論文メモ:ジョブ・クラフティング研究の展開に向けて: 概念の独自性の明確化と先行研究レビュー(高尾,2019)
定義
ジョブクラフティングとは、「個人が自らの仕事のタスク境界もしくは関係的境界においてなす物理的・認知的変化」(Wrzesniewski & Dutton, 2001)と定義される。以下JCと記述する。近年注目されている概念で、仕事をめぐる環境の変化が激しくなったことにより、重要性が増したと考えられる。
JCの発生によって何が起こるか?
主に2点記載されている。
従業員が自身の「仕事の意味」の変化(meaning of work:以下では MoW と略記する)

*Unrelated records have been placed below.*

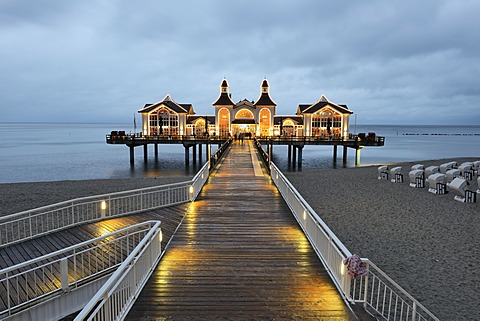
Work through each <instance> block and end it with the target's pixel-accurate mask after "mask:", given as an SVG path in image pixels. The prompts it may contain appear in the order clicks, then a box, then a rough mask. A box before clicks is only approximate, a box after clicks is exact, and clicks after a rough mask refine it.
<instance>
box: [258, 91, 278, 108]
mask: <svg viewBox="0 0 480 321" xmlns="http://www.w3.org/2000/svg"><path fill="white" fill-rule="evenodd" d="M255 106H277V104H276V103H275V102H274V101H273V100H272V98H270V95H269V94H268V93H262V94H261V95H260V97H259V98H258V100H257V101H256V102H255Z"/></svg>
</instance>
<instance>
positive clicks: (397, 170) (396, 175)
mask: <svg viewBox="0 0 480 321" xmlns="http://www.w3.org/2000/svg"><path fill="white" fill-rule="evenodd" d="M390 177H391V180H390V181H391V182H392V183H403V174H402V167H400V166H398V167H394V168H392V169H391V170H390Z"/></svg>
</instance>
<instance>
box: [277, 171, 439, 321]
mask: <svg viewBox="0 0 480 321" xmlns="http://www.w3.org/2000/svg"><path fill="white" fill-rule="evenodd" d="M270 175H271V178H272V180H273V182H274V183H275V185H276V186H277V188H278V190H279V191H280V194H281V195H282V196H283V198H284V199H285V201H286V203H287V204H288V206H289V207H290V209H291V211H292V213H293V215H294V217H295V219H296V220H297V222H298V224H299V225H300V227H301V228H302V230H303V231H304V233H305V235H306V236H307V238H308V240H309V242H310V244H311V245H312V247H313V249H314V250H315V252H316V253H317V255H318V257H319V258H320V260H321V261H322V262H323V264H324V266H325V268H326V269H327V271H328V273H329V274H330V276H331V278H332V280H333V281H334V284H335V285H336V287H337V288H338V290H339V291H340V293H341V294H342V295H343V296H344V297H345V298H346V299H347V300H348V301H350V302H352V303H357V304H362V305H363V307H364V308H365V309H366V310H367V311H369V312H371V313H372V314H374V315H375V316H381V317H382V318H384V319H386V320H400V321H402V320H405V321H407V320H408V321H411V320H414V321H423V320H425V321H426V320H439V319H438V318H437V317H435V316H434V315H433V314H432V313H431V312H430V311H428V310H427V309H426V308H425V307H424V306H423V305H422V304H421V303H419V302H418V301H417V300H416V299H414V298H413V297H412V296H411V295H410V294H408V292H407V291H405V290H404V289H403V288H402V287H400V286H399V285H398V284H397V283H396V282H394V281H393V280H392V279H391V278H390V277H388V276H387V275H386V274H385V273H384V272H383V271H381V270H380V269H379V268H378V267H377V266H376V265H375V264H373V263H372V262H370V261H369V260H368V259H366V258H363V259H362V261H363V262H364V264H365V265H366V267H367V270H368V274H367V275H366V276H360V277H357V278H352V277H350V276H349V274H348V273H347V271H346V266H345V265H344V263H343V262H344V260H345V259H346V258H348V257H351V256H352V254H351V253H350V251H349V250H348V249H347V248H346V247H345V246H344V245H343V243H342V242H341V241H340V240H339V239H338V238H337V237H336V236H335V234H334V233H333V232H332V231H331V230H330V228H329V227H328V226H327V224H325V222H323V220H322V219H321V218H320V216H319V215H318V214H317V213H316V212H315V211H314V210H313V209H312V208H311V207H310V205H309V204H308V203H307V202H306V201H305V200H304V199H303V197H302V196H301V195H300V193H299V192H298V191H297V190H296V189H295V187H294V186H293V185H292V184H291V183H290V181H289V180H288V179H287V178H286V177H285V176H284V175H283V173H282V172H281V171H280V170H279V169H278V168H277V167H276V166H275V164H274V163H273V162H270Z"/></svg>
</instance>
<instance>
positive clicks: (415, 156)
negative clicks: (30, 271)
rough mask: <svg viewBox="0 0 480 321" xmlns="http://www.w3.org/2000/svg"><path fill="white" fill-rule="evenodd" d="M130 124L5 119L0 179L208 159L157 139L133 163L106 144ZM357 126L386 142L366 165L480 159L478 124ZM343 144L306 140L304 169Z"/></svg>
mask: <svg viewBox="0 0 480 321" xmlns="http://www.w3.org/2000/svg"><path fill="white" fill-rule="evenodd" d="M131 127H132V126H131V125H129V124H77V123H69V124H64V123H0V135H1V136H0V137H1V138H0V183H10V182H35V181H57V180H83V179H111V178H131V177H154V176H185V177H191V176H193V175H194V174H195V173H196V171H197V170H198V169H200V167H201V165H202V164H203V163H204V162H205V148H204V149H203V157H202V161H203V162H200V160H199V159H198V158H197V163H196V164H192V157H190V164H189V166H186V164H185V154H184V148H183V146H182V145H159V155H158V158H157V159H156V158H155V156H154V153H153V147H152V146H149V155H148V161H147V162H144V159H143V148H141V147H137V148H135V163H134V165H133V166H131V165H130V156H129V149H128V148H127V147H126V146H125V145H108V144H106V140H105V137H106V134H107V133H109V132H110V131H112V130H125V131H126V132H127V133H129V132H131V131H133V128H131ZM351 130H352V131H355V132H356V133H361V132H364V133H368V132H375V133H376V135H377V136H384V137H385V146H382V147H365V148H364V149H362V150H361V154H360V155H361V157H360V160H361V166H368V165H374V164H375V165H376V164H383V163H391V162H404V161H416V160H427V159H438V158H451V159H455V157H475V158H479V159H480V125H479V126H385V125H383V126H373V125H368V126H358V125H357V126H355V128H351ZM342 155H343V148H342V147H339V148H338V159H337V162H334V161H333V148H332V146H308V145H307V146H305V148H304V149H303V166H302V169H301V170H302V171H309V170H321V169H331V168H336V167H341V166H344V164H343V161H342ZM274 162H275V163H276V164H277V165H278V166H279V167H280V169H281V170H283V171H289V170H298V169H294V168H291V167H289V165H288V162H287V148H286V146H275V147H274ZM345 166H347V167H353V166H355V151H354V150H353V149H348V157H347V163H346V164H345Z"/></svg>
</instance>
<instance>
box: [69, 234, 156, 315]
mask: <svg viewBox="0 0 480 321" xmlns="http://www.w3.org/2000/svg"><path fill="white" fill-rule="evenodd" d="M160 243H161V232H160V230H159V229H155V228H152V229H151V230H150V232H149V233H148V234H147V235H146V236H145V237H144V238H143V239H142V241H141V242H140V243H139V244H138V246H137V247H136V248H135V249H134V250H133V251H132V253H131V254H130V255H129V256H128V257H127V259H126V260H125V261H124V262H123V263H122V264H121V265H120V267H119V268H118V269H117V270H116V271H115V272H114V273H113V274H112V276H111V277H110V278H109V279H108V280H107V282H105V284H104V285H103V286H102V287H101V289H100V290H99V291H98V292H97V293H96V294H95V295H94V296H93V298H92V299H91V300H90V301H89V303H88V304H87V305H86V306H85V307H84V308H83V309H82V311H80V313H79V314H78V315H77V316H76V318H75V320H76V321H84V320H123V318H124V317H125V316H126V315H127V313H128V311H129V310H130V308H131V306H132V305H133V303H134V302H135V299H136V298H137V296H138V294H139V293H140V291H141V290H142V289H143V287H144V286H145V284H146V282H147V280H148V278H149V277H150V275H151V274H152V272H153V271H154V269H155V266H156V265H157V264H158V261H159V260H160V258H161V253H162V251H161V247H160Z"/></svg>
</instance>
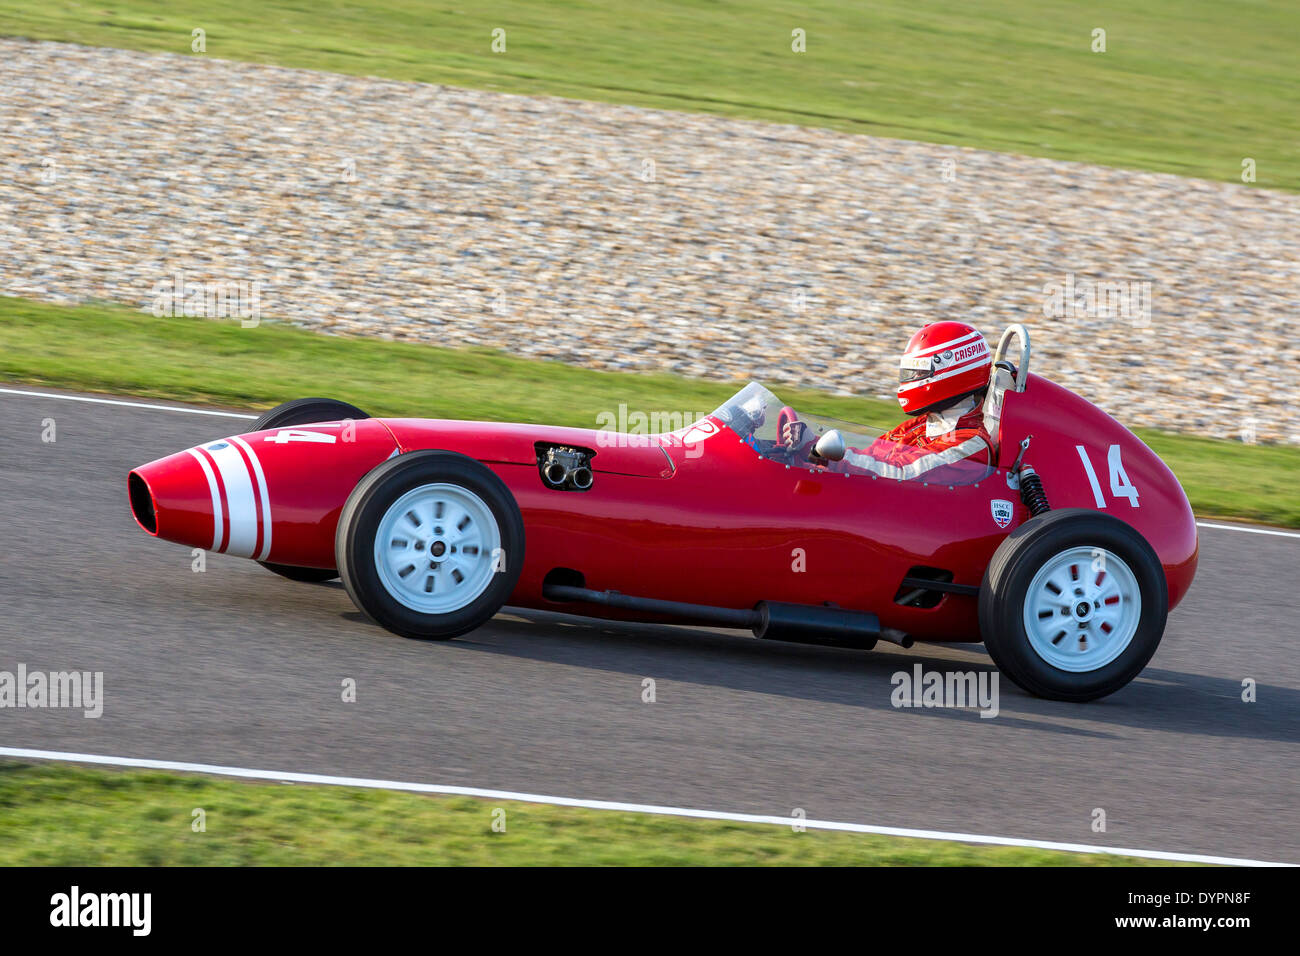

「ワーク・アイデンティティ」の変化(work identity:以下では WI と略記する)
JC研究の独自性
①ジョブデザインとの対比
ジョブデザインでは、個人が基本的には受動的な存在と捉えられており、マネージャーまたは組織が設計した客観的課業をどう解釈するかが取り上げられている。一方JCでは、全ての従業員が「ジョブクラフター」となりえる能動的な存在であると捉えられている。
②プロアクティブ行動(役割変革(role innovation)、役 割形成(role making)、個人的進取(personal initiative)、率先(taking charge)、組織 市民行動(organizational citizenship behavior)、タスク改訂(task revision)など)
従業員自身の変革であるという点は共通している。一方、JCはMoWやWIの変革であるのに対して、プロアクティブ行動は組織資する課題解決や組織内の他者への変革が目指されている。
JC研究の意義
①個人と、職務適合(person-job fit)の向上が期待される(Berg et al., 2013)
②仕事の有意味感に正の影響がある
③JCがプロアクティブ行動であるケースもある。前提として組織の従業員は全てジョブクラフターであると想定する必要があり、それらが招く可能性のあるリスクを考慮する必要性が見出された。